Senior gets chance to shine for GV volleyball
After minor role, Majerle takes big step for Lakers
Going astray, finding her own way and having fun every time she plays. It's the Jessica Majerle way.
Raised in a basketball family, Majerle, a Grand Valley State senior, ventured away from tradition and has since established her own legacy out on the hardwood. Instead of dishing out assists and jacking up three pointers, Majerle is knocking down kills for the GVSU volleyball team.
“I pretty much played basketball growing up as soon as I was born,” Majerle said. “My whole family is big on basketball. I actually didn’t start playing or was even really interested in volleyball until around middle school.”
Eventually getting “burnt out” of basketball after middle school, Majerle thrived at Rockford High School as she focused solely on volleyball. She was a key contributor to the 2011 Class A State Championship team and was named All-State second team as a senior.
Meanwhile, her older brother, Ryan, was playing basketball for Rockford and accumulated over 1,200 points – second-most in school history – while playing under their father, Steve, who was inducted into the Basketball Coaches Association of Michigan Hall of Fame in 2010.
While Ryan went off to play Division I college basketball at Toledo, Jessica finished up her high school senior year and eventually made the commitment to stay local by accepting a GVSU volleyball scholarship.
Not happy with the fit at Toledo after his first semester, Ryan then transferred to GVSU and made sure to ask for Jessica’s approval before doing so.
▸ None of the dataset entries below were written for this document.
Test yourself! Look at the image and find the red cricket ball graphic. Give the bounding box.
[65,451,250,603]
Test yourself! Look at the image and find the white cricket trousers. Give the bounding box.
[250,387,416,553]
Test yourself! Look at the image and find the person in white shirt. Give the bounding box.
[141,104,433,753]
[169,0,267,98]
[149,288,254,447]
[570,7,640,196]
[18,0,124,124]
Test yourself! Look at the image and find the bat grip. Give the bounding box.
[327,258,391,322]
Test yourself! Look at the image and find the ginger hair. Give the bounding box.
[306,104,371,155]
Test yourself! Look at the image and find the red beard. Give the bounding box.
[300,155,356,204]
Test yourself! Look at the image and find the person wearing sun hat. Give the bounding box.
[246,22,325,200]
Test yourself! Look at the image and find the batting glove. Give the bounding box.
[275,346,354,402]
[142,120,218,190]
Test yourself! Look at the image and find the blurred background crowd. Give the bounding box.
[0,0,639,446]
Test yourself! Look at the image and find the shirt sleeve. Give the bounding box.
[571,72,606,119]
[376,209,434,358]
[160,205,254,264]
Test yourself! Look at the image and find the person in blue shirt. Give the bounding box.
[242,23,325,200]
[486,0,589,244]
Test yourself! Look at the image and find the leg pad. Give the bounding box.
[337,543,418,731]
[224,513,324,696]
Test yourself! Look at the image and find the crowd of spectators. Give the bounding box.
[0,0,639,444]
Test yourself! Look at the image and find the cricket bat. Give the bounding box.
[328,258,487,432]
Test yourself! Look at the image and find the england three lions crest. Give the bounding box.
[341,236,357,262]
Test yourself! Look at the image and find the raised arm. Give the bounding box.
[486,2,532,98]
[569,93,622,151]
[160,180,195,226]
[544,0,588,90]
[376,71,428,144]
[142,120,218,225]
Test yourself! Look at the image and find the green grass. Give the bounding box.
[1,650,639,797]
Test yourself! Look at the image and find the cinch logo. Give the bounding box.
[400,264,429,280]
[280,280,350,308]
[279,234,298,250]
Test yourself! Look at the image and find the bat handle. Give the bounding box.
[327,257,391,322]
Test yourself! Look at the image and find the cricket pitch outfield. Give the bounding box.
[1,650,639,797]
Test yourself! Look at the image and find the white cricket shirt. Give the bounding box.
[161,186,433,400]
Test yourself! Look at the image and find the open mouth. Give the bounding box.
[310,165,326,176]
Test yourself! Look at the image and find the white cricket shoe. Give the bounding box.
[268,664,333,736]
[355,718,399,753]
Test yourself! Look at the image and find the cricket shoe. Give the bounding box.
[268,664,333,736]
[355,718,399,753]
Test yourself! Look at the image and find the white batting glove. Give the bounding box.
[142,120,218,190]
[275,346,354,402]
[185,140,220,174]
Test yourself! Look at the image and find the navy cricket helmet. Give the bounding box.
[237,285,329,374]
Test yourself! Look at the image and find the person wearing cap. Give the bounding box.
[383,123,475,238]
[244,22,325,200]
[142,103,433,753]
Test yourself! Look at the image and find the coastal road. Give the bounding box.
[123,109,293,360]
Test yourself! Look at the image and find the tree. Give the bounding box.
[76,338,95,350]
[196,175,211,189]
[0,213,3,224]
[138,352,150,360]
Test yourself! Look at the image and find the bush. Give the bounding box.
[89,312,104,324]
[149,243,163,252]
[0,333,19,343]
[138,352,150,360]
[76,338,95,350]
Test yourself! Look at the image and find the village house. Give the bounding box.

The same college sibling status lasted for a year before her older brother decided to transfer once more so he could play under his uncle, former NBA player Dan Majerle, at Grand Canyon University.
“When (Ryan) came here it was nice to have him around all the time and we became really close,” Jessica said. “It was hard that he transferred, but he is having a really nice time over there and he is enjoying it. So, it’s good to see him happy which helps me.”
After three years of seeing limited playing time, Jessica is having a memorable senior season with the Laker volleyball team.
Majerle, who has played in every game and made 11 starts, is third-best on the team in kills (109), kills per set (2.14) and total blocks (29). Coming into the season, she had only started in three games, finished off 104 kills and totalled 23 blocks.
Majerle’s development off the court, however, might be her biggest improvement, said GVSU head coach Deanne Scanlon.
“When Jess came in on a recruiting visit, I don’t think she said two words. She may not have done a whole lot of breathing either at that time," Scanlon said. "She was just very, very, very quiet.That’s just the kind of the kid Jess is until she really gets to know somebody, and then she is the loudest one in the gym.”
Over time, Majerle broke out of her shell and now is most recognizable for her contagious laughter and joking around with her teammates and coaches. Scanlon said she knows Majerle is having a good game when she can joke with her out on the court and she will banter back.
Majerle's teammate and roommate Audrey Kidd reminisced on some of the best moments the two of them have shared.
“We have some good memories from freshman and sophomore year with some of our assistant coaches,” Kidd said. “We would get yelled at because our cheering was so out there, and we'd trip and fall cheering so hard for our team.”
From cheering on the sidelines to being a key contributor, Jessica has made a lasting impact on GVSU volleyball – proving the Majerles aren’t just a basketball family.
When the season comes to an end, some might look back and remember Majerle because of her forceful kills, but for those close to her, they won’t soon forget the times she caused a scene with her intoxicating laughter.
“I could be sitting on the bus, at the front bus,” Scanlon said. “And from the time she was a freshman and she let (her laugh) rip on the bus it was like ‘oh my gosh Jess Majerle.’ Not having that sound is probably going to be the thing that I miss the most.”